Das Gesundheitssystem ist eine gigantische Wachstumsbranche geworden, eine eigentliche Geldmaschine. Wie kommt es, dass die Pflegenden davon nichts sehen?

Alter Mann sitzt auf einem Stuhl, hält einen gelben Ball, eine Pflegeperson legt ihre Hand auf seinen Arm
«Wer ein Menschenleben rettet, ist ein Held; wer hundert Menschen rettet, ist eine Pflegefachfrau - vermutlich überarbeitet und unterbezahlt.» Margaret Chan (Bild: Matthias Zomer from Pexels)

Die Pflege wird aufgerieben in einem Gesundheitssystem, das von Macht- und Geldgier dominiert wird und sich an den Patienten mästet.
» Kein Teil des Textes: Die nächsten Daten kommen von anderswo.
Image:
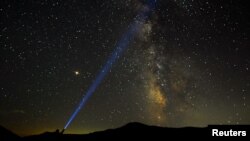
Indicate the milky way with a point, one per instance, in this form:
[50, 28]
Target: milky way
[188, 65]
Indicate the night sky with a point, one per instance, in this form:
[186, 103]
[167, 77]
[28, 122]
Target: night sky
[188, 65]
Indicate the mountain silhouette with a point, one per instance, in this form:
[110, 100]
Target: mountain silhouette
[8, 135]
[129, 131]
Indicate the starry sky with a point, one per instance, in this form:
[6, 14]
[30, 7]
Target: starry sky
[188, 65]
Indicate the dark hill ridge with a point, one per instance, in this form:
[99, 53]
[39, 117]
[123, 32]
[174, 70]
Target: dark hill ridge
[7, 135]
[129, 131]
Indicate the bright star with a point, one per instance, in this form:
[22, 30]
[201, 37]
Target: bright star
[76, 72]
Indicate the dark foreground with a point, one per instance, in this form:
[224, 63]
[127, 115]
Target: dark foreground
[129, 131]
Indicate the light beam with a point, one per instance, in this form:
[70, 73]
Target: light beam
[121, 46]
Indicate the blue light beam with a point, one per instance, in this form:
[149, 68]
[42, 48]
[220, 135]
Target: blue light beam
[121, 46]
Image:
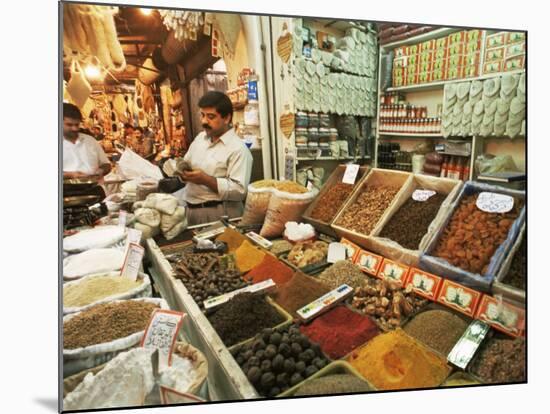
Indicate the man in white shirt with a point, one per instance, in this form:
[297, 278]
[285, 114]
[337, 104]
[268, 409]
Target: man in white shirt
[82, 154]
[219, 164]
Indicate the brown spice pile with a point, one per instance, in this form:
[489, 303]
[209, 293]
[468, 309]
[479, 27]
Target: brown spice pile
[472, 236]
[106, 322]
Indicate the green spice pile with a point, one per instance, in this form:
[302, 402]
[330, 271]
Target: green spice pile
[438, 329]
[518, 268]
[300, 291]
[242, 317]
[106, 322]
[343, 271]
[410, 223]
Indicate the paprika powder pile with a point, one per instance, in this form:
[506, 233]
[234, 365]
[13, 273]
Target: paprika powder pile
[340, 331]
[270, 268]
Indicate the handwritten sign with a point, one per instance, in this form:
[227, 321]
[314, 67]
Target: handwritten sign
[422, 195]
[132, 262]
[494, 203]
[161, 333]
[325, 302]
[350, 174]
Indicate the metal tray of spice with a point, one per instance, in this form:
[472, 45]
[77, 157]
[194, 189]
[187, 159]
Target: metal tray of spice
[334, 368]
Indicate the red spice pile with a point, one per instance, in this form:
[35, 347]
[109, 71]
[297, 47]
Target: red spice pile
[270, 268]
[340, 331]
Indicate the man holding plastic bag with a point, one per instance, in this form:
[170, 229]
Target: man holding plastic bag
[217, 166]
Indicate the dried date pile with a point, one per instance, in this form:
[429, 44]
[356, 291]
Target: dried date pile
[366, 210]
[502, 360]
[472, 236]
[387, 302]
[410, 223]
[329, 204]
[207, 275]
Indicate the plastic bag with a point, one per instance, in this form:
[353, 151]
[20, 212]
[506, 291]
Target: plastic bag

Pierre-André Wagner, Leiter des Rechtsdiensts des SBK (Schweizer Berufsverband der Pflegefachpersonen), wirft in einem Artikel auf alzheimer.ch ein Licht auf die Hintergründe.
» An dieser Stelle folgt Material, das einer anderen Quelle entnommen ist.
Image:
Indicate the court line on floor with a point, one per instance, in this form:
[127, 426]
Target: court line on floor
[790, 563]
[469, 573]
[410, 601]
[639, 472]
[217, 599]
«Ich bin wahnsinnig stolz: auf unseren Beruf, auf uns, auf Sie alle», so der Autor. «Doch je grösser mein Stolz, desto überwältigender meine Wut - meine Wut über die Entwicklung des Gesundheitswesens.» Er fragt sich, wie es kommt, dass diejenigen, die 80 Prozent der Gesundheitsleistungen erbringen, verzweifelt um jede Stelle, um jeden Lohnfranken kämpfen müssen, während anderswo Geld verschleudert wird.

100 Millionen Franken kostete der Bau des «Swiss Institute for Translational and Entrepreneurial Medicine» (SITEM) in Bern. Was genau hinter der modernen Glasfassade geschehen soll, hat Pierre-André Wagner immer noch nicht ganz verstanden, aber: «Aus dem Namen transpiriert, dass dort an Gesundheit und Krankheit viel Geld verdient wird.»

«Ich wurde gefragt, ob der Mensch noch im Mittelpunkt steht. Das ist er ganz gewiss. Die Frage ist nur: Im Mittelpunkt wovon?» Pierre-André Wagner

Nicht weit davon entfernt steht das Berner Inselspital, das in einem jahrelangen Gerichtsverfahren hunderttausende von Steuerfranken verpulverte. Die Oberärztin Natalie Urwyler war entlassen worden, weil sie nicht bereit war, nach ihrem Mutterschaftsurlaub voll, sprich vermutlich 70 bis 80 Stunden pro Woche, weiter zu arbeiten. Sie verklagte das Spital wegen Diskriminierung und gewann in jeder Instanz. Im Oktober 2018 gab das Inselspital bekannt, dass bis zu 700 Stellen gestrichen werden. Nicht in der Verwaltung, nicht in der Kodierung, sondern in der Pflege und in der Medizin.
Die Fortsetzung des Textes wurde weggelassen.